Tredici anni fa la birra artigianale era ancora argomento per pochi (homebrewer, addetti ai lavori, primi curiosi e appassionati), dunque non c’è da stupirsi se la storia del TDD parte da un impianto in comodato d’uso, con svariate Tennent’s attaccate alle spine… e a condizioni capestro. Poi però Vanni inverte la rotta.

«Passati i 5 anni di contratto salutai gli ‘amici’ della distribuzione, ma il giorno dopo persi pure il 60% dei miei clienti… che non trovavano più la Tennent’s! Avevo tuttavia preso la mia decisione… e il tempo mi ha dato ragione. Oggi la gente entra e ti chiede: ‘cosa mi dai da bere?’… il che fa pensare che oramai c’è piena fiducia in ciò che facciamo».

La chiacchiera va in parallelo con l’assaggio di un po’ di birre (tra cui le ottime Ciuski – Belgian Blonde di Extraomnes – e Violetta, Wild Farmhouse di LoverBeer)… se non che il discorso del publican merita altrettanta attenzione.

«Fa sempre un certo effetto vedere il pub di un piccolo paese di provincia accostato ai locali di capitali europee e metropoli del Nord America… ma dietro a tutto questo c’è una determinata filosofia di lavoro e un’etica ben precisa; principi pienamente condivisi anche da mia moglie Chiara e dal mio socio Enrico del TDD BIRROteca (a Noventa). Prima dei soldi viene la passione per quello che fai e il rispetto per la gente: tutta indistintamente. Chi lavora con noi avrà sempre un contratto in regola e chi viene a trovarci sarà servito e consigliato al meglio… e nessuno andrà mai via senza scontrino». 
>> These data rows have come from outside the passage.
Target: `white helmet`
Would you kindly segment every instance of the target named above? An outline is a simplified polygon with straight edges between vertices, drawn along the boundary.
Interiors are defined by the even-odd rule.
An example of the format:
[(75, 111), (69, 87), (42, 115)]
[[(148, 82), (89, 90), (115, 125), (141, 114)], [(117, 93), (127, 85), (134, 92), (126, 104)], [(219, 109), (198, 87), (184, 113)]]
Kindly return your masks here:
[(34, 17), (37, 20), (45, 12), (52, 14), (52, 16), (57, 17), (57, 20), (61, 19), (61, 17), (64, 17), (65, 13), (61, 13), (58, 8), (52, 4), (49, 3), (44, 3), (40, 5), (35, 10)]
Parole del tutto apprezzabili, come apprezzabile è questa Bela Lugosi, Cascadian Dark Ale di Acelum (Castelcucco – TV)… che a quest’ora della giornata fa venire ancora più fame. Qui al TDD di Quinto non sarebbe stato male ordinare un panino con hamburger fatto con carni della Damini Macelleria & Affini di Arzignano (prima macelleria stellata per la Guida Michelin 2015) e accompagnato da verdure e ortaggi dell’azienda agricola a coltivazione naturale Il Sale Della Terra di Quinto… ma a quest’ora della giornata la cucina è comprensibilmente chiusa. 

Toccherà allora salutare e cercare altrove qualcosa da mettere nello stomaco, prima che sia troppo tardi… se non che sarà lo stesso Vanni a risolvere la faccenda, portandoci a mangiare un’ottima pizza Al Focolare, locale dove peraltro è di casa e ci ha pure lavorato.

È tempo di ringraziare e congedarsi… non prima di un’ultima domanda: perché The Drunken Duck? «Quattordici anni fa io e mio fratello vincemmo un’anatra a una sagra di paese… e a quel punto il nome del pub ci sembrò cosa fatta».

Viene poi da sé che al pub quell’anatra diventò piuttosto alticcia… e da allora è The Drunken Duck – “le più meglio birre”!